A tad, I thought, though I wasn't about to make a fuss. But the truth is Mike enjoyed making a fuss, one way or the other, about the things he felt mattered. "I'm going to call him," he abruptly announced, wheeling around his chair and picking up the phone. Lynn said, "He's not going to be there at this hour, Mike. They're closed by now."

As it turned out, they were closed. Mike felt much better when Lynn took the lobsters out of the bag and held them aloft. Armor-plated crustaceans, they were enormous and irrepressibly frisky. I could see them getting loose and rumbling across the studio floor trying to make a break for it. Reminded of Annie Hall, we all laughed. It was a great dinner...but Mike couldn't stay to the end. I knew he was in trouble because Mike would never leave a party early--especially when it was for him. Lynn helped him upstairs (patient, dependable, and rock steady as she had been throughout the recent bad patches) and Mike went up bitching all the way.

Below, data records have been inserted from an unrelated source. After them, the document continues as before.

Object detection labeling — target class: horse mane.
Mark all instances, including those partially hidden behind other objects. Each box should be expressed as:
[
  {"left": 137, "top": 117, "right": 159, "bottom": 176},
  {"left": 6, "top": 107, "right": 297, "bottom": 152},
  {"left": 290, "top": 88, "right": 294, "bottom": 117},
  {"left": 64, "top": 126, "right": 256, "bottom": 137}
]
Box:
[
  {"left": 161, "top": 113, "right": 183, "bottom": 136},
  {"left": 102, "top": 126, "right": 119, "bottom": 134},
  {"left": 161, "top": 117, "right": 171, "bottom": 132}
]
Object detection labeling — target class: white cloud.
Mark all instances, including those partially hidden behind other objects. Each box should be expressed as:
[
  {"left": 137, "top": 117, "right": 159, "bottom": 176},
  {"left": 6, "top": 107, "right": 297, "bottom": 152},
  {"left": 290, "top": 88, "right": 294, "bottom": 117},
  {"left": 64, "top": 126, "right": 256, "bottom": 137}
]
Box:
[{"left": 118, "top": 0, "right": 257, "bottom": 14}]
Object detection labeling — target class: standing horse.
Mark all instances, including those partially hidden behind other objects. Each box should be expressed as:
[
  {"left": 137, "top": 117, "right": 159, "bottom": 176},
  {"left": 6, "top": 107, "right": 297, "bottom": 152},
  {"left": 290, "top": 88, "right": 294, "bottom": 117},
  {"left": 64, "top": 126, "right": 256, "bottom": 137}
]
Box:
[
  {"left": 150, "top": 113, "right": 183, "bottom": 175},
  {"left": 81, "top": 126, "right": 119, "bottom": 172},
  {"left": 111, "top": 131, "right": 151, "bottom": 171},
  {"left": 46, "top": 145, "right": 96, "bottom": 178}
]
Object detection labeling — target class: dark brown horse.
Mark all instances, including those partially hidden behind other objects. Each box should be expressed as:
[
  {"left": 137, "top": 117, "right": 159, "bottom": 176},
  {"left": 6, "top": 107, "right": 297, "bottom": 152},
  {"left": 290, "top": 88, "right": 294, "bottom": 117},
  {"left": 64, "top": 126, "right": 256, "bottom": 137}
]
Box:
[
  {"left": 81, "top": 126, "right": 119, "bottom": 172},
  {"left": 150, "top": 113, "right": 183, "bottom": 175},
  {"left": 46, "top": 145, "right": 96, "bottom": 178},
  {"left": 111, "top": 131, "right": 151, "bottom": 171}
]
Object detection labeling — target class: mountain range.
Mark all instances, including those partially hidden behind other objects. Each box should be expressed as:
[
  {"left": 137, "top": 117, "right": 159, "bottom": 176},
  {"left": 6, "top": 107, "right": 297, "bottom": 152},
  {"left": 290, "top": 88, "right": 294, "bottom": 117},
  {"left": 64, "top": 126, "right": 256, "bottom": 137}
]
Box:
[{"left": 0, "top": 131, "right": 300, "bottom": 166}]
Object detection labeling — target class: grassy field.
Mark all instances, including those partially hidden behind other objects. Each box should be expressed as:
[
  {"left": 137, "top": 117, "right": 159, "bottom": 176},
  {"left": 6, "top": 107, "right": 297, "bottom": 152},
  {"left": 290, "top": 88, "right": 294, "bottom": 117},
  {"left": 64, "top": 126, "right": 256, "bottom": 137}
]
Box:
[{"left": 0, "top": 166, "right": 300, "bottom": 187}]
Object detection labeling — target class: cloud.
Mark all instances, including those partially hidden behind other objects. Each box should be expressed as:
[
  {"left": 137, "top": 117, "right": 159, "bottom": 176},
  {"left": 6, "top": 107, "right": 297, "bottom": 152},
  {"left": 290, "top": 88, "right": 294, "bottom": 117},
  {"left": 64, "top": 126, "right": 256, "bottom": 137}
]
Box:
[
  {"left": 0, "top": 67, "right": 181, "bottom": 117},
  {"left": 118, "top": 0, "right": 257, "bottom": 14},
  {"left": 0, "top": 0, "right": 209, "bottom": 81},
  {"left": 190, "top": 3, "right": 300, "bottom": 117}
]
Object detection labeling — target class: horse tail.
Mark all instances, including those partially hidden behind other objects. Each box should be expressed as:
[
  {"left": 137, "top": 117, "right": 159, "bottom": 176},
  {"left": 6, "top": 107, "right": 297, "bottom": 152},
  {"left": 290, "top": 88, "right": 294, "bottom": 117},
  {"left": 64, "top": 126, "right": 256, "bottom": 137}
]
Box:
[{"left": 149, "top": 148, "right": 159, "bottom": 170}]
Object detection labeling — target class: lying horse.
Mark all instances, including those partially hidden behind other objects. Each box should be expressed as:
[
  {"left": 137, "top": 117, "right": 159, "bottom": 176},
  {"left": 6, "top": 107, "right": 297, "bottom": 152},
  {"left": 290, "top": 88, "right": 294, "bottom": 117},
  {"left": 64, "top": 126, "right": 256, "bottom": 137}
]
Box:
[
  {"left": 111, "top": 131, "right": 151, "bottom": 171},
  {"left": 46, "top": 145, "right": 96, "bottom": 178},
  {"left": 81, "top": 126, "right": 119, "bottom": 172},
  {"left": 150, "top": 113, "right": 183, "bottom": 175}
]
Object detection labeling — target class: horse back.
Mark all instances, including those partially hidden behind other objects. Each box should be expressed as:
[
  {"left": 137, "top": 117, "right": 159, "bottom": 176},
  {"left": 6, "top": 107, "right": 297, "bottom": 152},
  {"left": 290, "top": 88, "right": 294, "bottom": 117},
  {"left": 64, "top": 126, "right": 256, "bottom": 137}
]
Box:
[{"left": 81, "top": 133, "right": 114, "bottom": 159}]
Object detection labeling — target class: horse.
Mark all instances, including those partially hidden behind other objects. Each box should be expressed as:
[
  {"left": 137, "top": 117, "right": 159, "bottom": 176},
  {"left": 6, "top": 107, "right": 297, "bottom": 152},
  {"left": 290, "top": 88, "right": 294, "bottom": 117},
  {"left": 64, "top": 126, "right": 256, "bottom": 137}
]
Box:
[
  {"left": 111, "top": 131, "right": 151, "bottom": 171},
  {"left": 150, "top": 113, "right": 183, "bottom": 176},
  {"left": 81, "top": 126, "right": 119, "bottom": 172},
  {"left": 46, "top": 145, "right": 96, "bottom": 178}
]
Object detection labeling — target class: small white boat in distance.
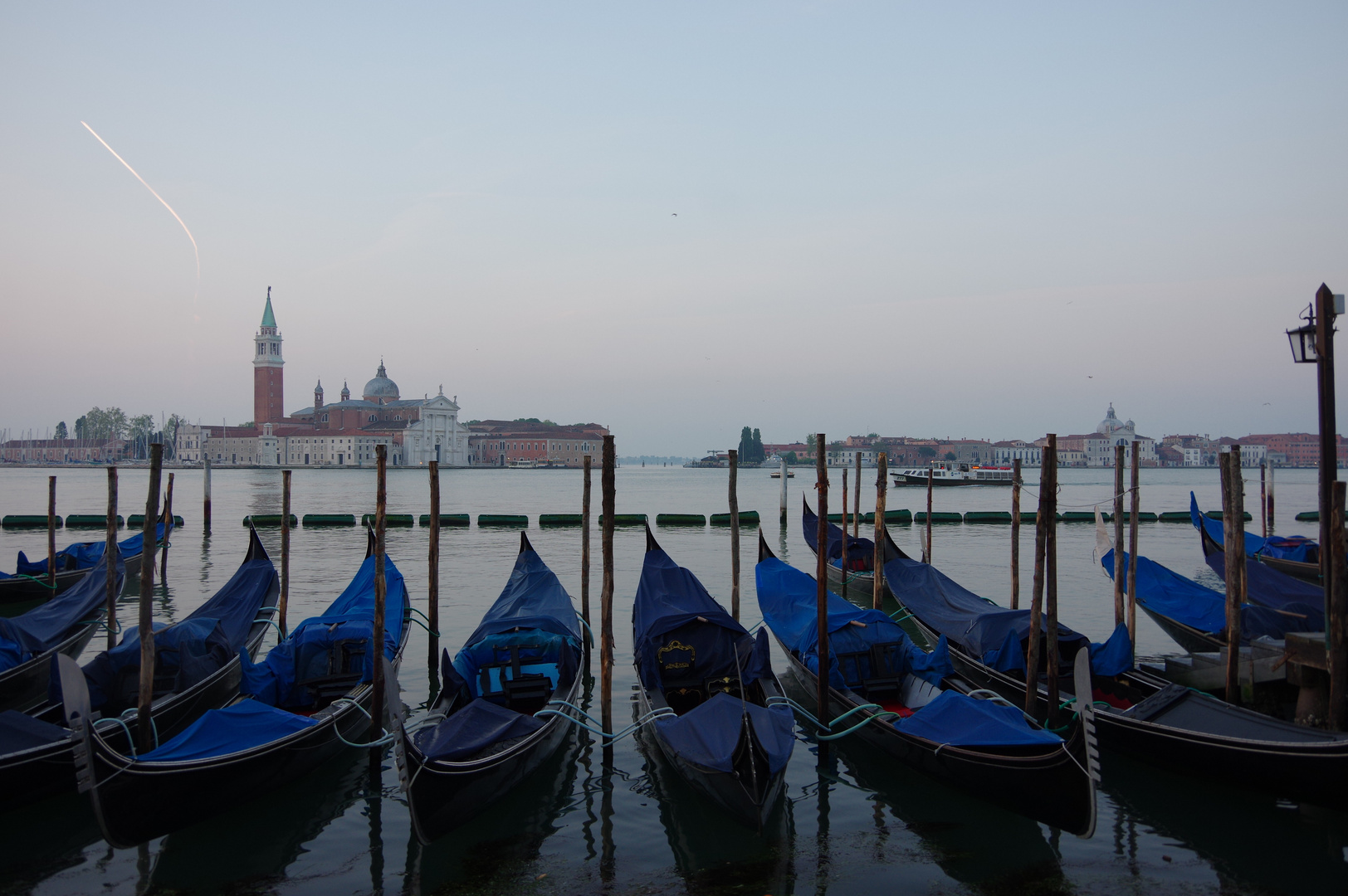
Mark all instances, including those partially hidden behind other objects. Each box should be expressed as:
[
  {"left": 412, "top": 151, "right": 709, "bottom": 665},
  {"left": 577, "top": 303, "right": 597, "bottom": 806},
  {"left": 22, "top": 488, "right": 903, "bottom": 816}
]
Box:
[{"left": 894, "top": 460, "right": 1013, "bottom": 485}]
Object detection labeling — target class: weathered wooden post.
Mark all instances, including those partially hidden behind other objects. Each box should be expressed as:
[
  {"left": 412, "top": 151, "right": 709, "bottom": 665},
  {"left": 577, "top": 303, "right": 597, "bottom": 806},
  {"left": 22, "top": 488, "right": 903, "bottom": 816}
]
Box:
[
  {"left": 814, "top": 432, "right": 830, "bottom": 738},
  {"left": 426, "top": 460, "right": 439, "bottom": 670},
  {"left": 1011, "top": 458, "right": 1020, "bottom": 611},
  {"left": 1043, "top": 434, "right": 1058, "bottom": 728},
  {"left": 369, "top": 445, "right": 388, "bottom": 741},
  {"left": 276, "top": 470, "right": 290, "bottom": 637},
  {"left": 581, "top": 454, "right": 594, "bottom": 649},
  {"left": 873, "top": 451, "right": 890, "bottom": 609},
  {"left": 838, "top": 466, "right": 846, "bottom": 600},
  {"left": 136, "top": 442, "right": 164, "bottom": 753},
  {"left": 1024, "top": 432, "right": 1058, "bottom": 715},
  {"left": 1128, "top": 442, "right": 1142, "bottom": 652},
  {"left": 730, "top": 449, "right": 740, "bottom": 622},
  {"left": 1326, "top": 481, "right": 1348, "bottom": 732},
  {"left": 598, "top": 436, "right": 618, "bottom": 749},
  {"left": 201, "top": 457, "right": 210, "bottom": 535},
  {"left": 1113, "top": 445, "right": 1127, "bottom": 628},
  {"left": 102, "top": 466, "right": 117, "bottom": 650},
  {"left": 159, "top": 473, "right": 173, "bottom": 582}
]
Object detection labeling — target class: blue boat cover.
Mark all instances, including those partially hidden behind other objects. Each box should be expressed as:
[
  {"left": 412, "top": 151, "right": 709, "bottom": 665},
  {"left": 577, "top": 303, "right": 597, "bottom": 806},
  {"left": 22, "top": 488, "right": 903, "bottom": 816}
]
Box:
[
  {"left": 0, "top": 558, "right": 125, "bottom": 672},
  {"left": 238, "top": 555, "right": 407, "bottom": 706},
  {"left": 1100, "top": 550, "right": 1325, "bottom": 643},
  {"left": 894, "top": 687, "right": 1062, "bottom": 747},
  {"left": 632, "top": 547, "right": 773, "bottom": 690},
  {"left": 414, "top": 697, "right": 545, "bottom": 762},
  {"left": 655, "top": 693, "right": 795, "bottom": 775},
  {"left": 884, "top": 557, "right": 1132, "bottom": 675},
  {"left": 801, "top": 504, "right": 875, "bottom": 568},
  {"left": 754, "top": 557, "right": 955, "bottom": 689},
  {"left": 12, "top": 523, "right": 173, "bottom": 578},
  {"left": 1189, "top": 492, "right": 1320, "bottom": 563},
  {"left": 138, "top": 701, "right": 317, "bottom": 762}
]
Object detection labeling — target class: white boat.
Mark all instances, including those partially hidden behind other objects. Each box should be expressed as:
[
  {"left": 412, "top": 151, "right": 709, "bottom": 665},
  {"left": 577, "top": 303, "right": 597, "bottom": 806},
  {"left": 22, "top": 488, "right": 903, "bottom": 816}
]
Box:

When Lynn came back down, she smiled as if she had just remembered something. "You know, sometimes..." she said, pointing to the table full of oil sticks, "sometimes when Mike was down here working with those I could hear him from upstairs, and it sounded like he was playing the drums." Nancy and I thought that was just right. Mike had always longed to play an instrument. And whether he painted with a brush or a stick, in the end he did play...and brilliantly.